Eppure, mai come dopo il racconto di Nora, le esperienze dei protagonisti in questi tre anni ci appaiono poca cosa, il correre disordinato e impaurito di piccole creature bisognose di ordine e controllo, che però non hanno controllo su nulla, e che pur di averlo se lo inventano, cospargendo l’Incomprensibile di credenze e miti che, se fossimo in American Gods, darebbero vita agli dèi, ma che qui invece lasciano i personaggi con un pugno di mosche, a guardarsi negli occhi dopo che il Diluvio è già passato senza fare danni.

The Leftovers finale (11)

Ancora una volta, dunque, Lindelof sembra chiudere la sua serie parlando di fede, ma questa volta siamo in un mondo ben più laico rispetto al finale di Lost, che pareva avere un’effettiva impronta cristiana. Qui no, qui abbiamo un uomo che credeva di essere Gesù Cristo e che probabilmente non era niente, e una donna che ha messo a repentaglio la sua vita pur di svelare l’Ignoto, salvo poi tornare indietro quando ha scoperto che, oltre l’Ignoto, non c’era posto per lei. Due sconfitti, in qualche modo, due persone apparentemente destinate alla grandezza, che invece si trovano da sole in un paesino australiano. Due persone, però, che finalmente riconoscono il valore della reciproca fiducia, a chiudere un cerchio seriale in cui, molto più della fantascienza e del mistero, contava la capacità e la disponibilità ad accettarsi e ad ammettere di non avere controllo su tutto.

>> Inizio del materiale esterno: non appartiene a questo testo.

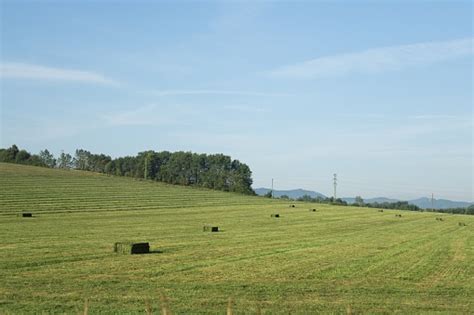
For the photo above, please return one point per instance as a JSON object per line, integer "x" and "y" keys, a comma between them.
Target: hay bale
{"x": 210, "y": 228}
{"x": 131, "y": 248}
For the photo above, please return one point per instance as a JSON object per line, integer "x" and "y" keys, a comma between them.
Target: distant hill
{"x": 293, "y": 194}
{"x": 371, "y": 200}
{"x": 424, "y": 203}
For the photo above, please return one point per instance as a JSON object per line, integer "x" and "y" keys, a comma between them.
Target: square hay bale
{"x": 131, "y": 248}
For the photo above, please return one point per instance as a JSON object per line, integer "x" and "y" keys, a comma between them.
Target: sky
{"x": 379, "y": 92}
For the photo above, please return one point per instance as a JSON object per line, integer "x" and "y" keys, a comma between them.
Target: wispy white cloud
{"x": 37, "y": 72}
{"x": 377, "y": 59}
{"x": 141, "y": 116}
{"x": 175, "y": 114}
{"x": 214, "y": 92}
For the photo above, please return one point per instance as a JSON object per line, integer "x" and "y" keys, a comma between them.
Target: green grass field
{"x": 330, "y": 261}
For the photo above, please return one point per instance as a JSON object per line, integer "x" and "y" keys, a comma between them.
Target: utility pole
{"x": 272, "y": 187}
{"x": 146, "y": 168}
{"x": 432, "y": 202}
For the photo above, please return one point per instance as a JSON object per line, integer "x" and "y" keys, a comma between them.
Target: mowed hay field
{"x": 335, "y": 260}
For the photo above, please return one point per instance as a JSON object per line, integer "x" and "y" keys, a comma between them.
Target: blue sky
{"x": 378, "y": 92}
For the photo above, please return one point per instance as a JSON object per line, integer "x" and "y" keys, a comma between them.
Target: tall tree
{"x": 65, "y": 160}
{"x": 47, "y": 158}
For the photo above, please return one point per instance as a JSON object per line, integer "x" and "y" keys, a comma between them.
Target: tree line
{"x": 214, "y": 171}
{"x": 359, "y": 202}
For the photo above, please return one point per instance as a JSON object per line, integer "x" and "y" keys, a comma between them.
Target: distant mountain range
{"x": 424, "y": 203}
{"x": 293, "y": 194}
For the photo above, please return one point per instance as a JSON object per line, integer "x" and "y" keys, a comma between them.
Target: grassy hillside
{"x": 303, "y": 262}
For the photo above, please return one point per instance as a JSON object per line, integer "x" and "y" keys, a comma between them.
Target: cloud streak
{"x": 377, "y": 60}
{"x": 214, "y": 92}
{"x": 15, "y": 70}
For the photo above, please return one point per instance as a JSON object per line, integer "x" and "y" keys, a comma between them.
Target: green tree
{"x": 47, "y": 158}
{"x": 65, "y": 160}
{"x": 359, "y": 201}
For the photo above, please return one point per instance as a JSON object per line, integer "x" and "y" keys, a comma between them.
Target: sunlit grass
{"x": 333, "y": 260}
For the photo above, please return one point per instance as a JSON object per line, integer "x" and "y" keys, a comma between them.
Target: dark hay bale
{"x": 131, "y": 248}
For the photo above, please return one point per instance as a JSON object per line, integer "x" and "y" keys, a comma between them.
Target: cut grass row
{"x": 303, "y": 262}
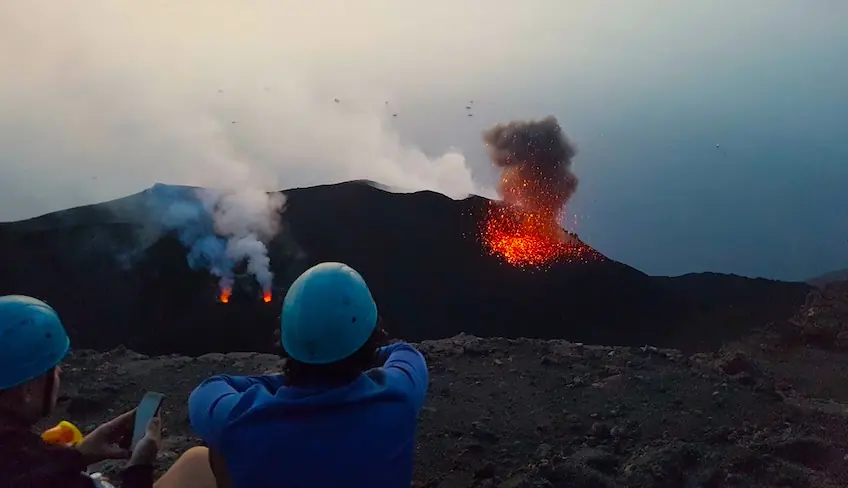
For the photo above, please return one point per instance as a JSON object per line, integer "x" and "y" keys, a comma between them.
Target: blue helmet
{"x": 32, "y": 340}
{"x": 328, "y": 314}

È un finale eccezionale proprio perché lavora molto più di emozione che di logica, sfidando senza paura certe convenzioni del racconto audiovisivo e spremendo un sugo impensabile da pochi volti e poche parole, al puro scopo di arrivare al cuore dello spettatore.
D’altra parte, è comprensibile anche la potenziale fatica di chi, per colpa/merito di Lindelof, si era appassionato ad altri elementi di The Leftovers. In questo senso, la sopravvivenza di Laurie appare frettolosa, troppo poco importante per essere compatibile con un episodio in cui la sua morte era stata posta su un altare narrativo densissimo e, per questo, difficilmente eludibile.
E un certo fastidio potrebbe anche venire dalla vicenda di Kevin: ora, io non so se mi sono perso dei passaggi, e anzi vorrei avere il vostro parere su questo, ma a conti fatti Kevin… non è nessuno. Le sue visioni, i suoi viaggi interdimensionali, non hanno avuto alcun senso se non quello (un po’ come il viaggio che Nora ci racconta) di permettergli una comprensione più grande non tanto dell’universo, quanto dei suoi desideri e della sua capacità di accogliere ciò che non può spiegare.

The Leftovers finale (1)

Più in generale, Lindelof rifugge con ostinazione un finale “totale”, in cui prendere ogni singolo elemento oscuro delle tre stagioni appena concluse, per incastrarlo in un mosaico preciso e immobile. E questo potrebbe pure fare incazzare. Al contrario di Lost, però, dove per questioni anche commerciali si era calcato molto la mano sulla componente mistery, avanzando quindi la possibilità di uno svelamento totale e onnicomprensivo, The Leftovers ci ha sempre suggerito prudenza. Non ci ha mai detto “state tranquilli perché l’unica cosa che ci interessa è far quadrare tutto”. Al contrario, ci ha sempre mostrato le difficoltà di personaggi disperati, allo sbando, in cerca di una luce e di una guida, senza mai davvero suggerire che l’avrebbero trovata.  Ci ha messo di fronte allo sgomento profondamente umano del rapporto con il divino o, meglio, con quello che di volta in volta crediamo essere divino solo perché non lo comprendiamo.
E alla fine ci ha semplicemente dato un consiglio, banale finché vogliamo ma non per questo meno utile o catartico, relativo all’importanza di considerare non solo ciò che non capiamo o che abbiamo perduto, ma anche ciò che effettivamente possiamo comprendere, e che ancora ci rimane.